You can bake it, broil it, sauté it, pan-sear it, blacken it or throw it on the grill. Personally, I prefer to cook it on the grill to smoky fruit wood coals along with some sweet bell peppers and red onions, but you do what you want. If your trout is dry, don’t blame it on the fish – you’ve overcooked it. If you have trouble with fish sticking to the grill when you barbecue, make sure that the grate is clean and hot. The fish is much more likely to stick to a grill that is not very hot. If that still doesn’t work, dust the fish with a little seasoned flour before grilling. If that doesn’t work, give up and put the fish under the broiler.
To butterfly your trout, use a sharp boning knife and, starting at the head, run the knife between both sides and the spine. This will separate the bones from the spine and fish can be opened up flat. After cooking, the bones can be easily removed.

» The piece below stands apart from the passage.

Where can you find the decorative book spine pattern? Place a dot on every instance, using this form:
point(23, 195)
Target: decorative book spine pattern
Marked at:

Trout with Herb Vinaigrette
- 4 one pound trout weight after cleaning, head-on, butterflied
- 1/2 teaspoon freshly ground black pepper
- pinch salt
- 1/2 cup white wine vinegar
- 1 teaspoon Dijon mustard
- 2 garlic cloves minced
- 1 tablespoon lemon juice
- 1/2 teaspoon sugar
- 1/2 cup olive oil
- 1/3 cup fresh herbs chopped
- Season fish with salt and pepper. Combine remaining ingredients in a jar with a tight-fitting lid and shake vigorously. Baste the fish with the stuff in the jar and let stand at room temperature for 30 minutes. Place fish, skin-side down on a medium heat barbecue. Cover with lid or foil for 5 minutes, baste again and give the fish a quarter turn with a spatula. Cover again and cook for 5 minutes more. Fish should be done throughout. Remove bones and serve with vinaigrette on the side.